In a particular embodiment of the present invention, the alkyl aromatic compound to be purified comprises an alkyl chain with 9 to 25 carbon atoms.

In another particular embodiment, at least 85% by weight of the alkyl aromatic compounds comprise linear alkyl groups.

In a particular embodiment, the aromatic group forming the alkyl aromatic compounds is selected from the group consisting of: benzene, toluene and xylene.

In a particular embodiment, the alkyl aromatic compound comprises a maximum of 1% by weight of aromatic compounds.

In a particular embodiment, the alkyl aromatic compound comprises a maximum of 1% by weight of paraffins.

In a particular embodiment, the distillation column of step i) separates between 60-80% by weight of the feedstock through its head, it preferably separates 75% by weight of the feedstock through its head.

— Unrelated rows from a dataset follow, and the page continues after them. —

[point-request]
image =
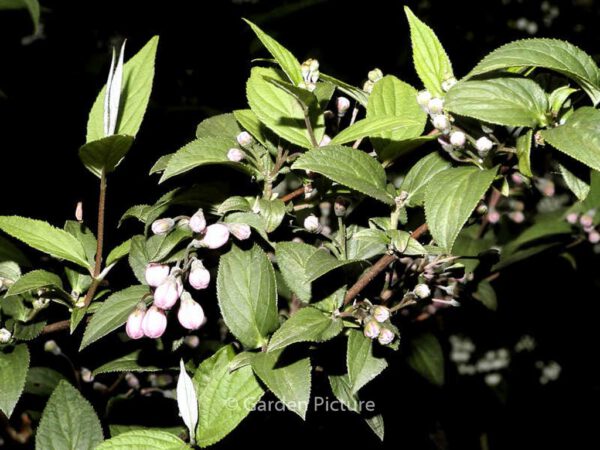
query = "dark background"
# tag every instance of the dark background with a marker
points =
(204, 58)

In a particular embodiment, the distillation column of step i) operates at a bottom temperature comprised between 150-250° C.

In a particular embodiment of the present invention, the distillation column of step i) operates at a head temperature comprised between 90-175° C.

In a particular embodiment of the present invention, the distillation column of step i) operates at a head pressure comprised between 0-1 bar.

In a particular embodiment of the present invention, the distillation column of step ii) operates at a bottom temperature comprised between 175-290° C.

In a particular embodiment of the present invention, the distillation column of step ii) operates at a head temperature comprised between 90-200° C.

In a particular embodiment of the present invention, the distillation column of step ii) operates at a head pressure comprised between 0-1 bar.

In a particular embodiment of the present invention, the chromophore precursor elimination step iii) is carried out at a temperature comprised between 50-150° C., preferably between 60-140° C.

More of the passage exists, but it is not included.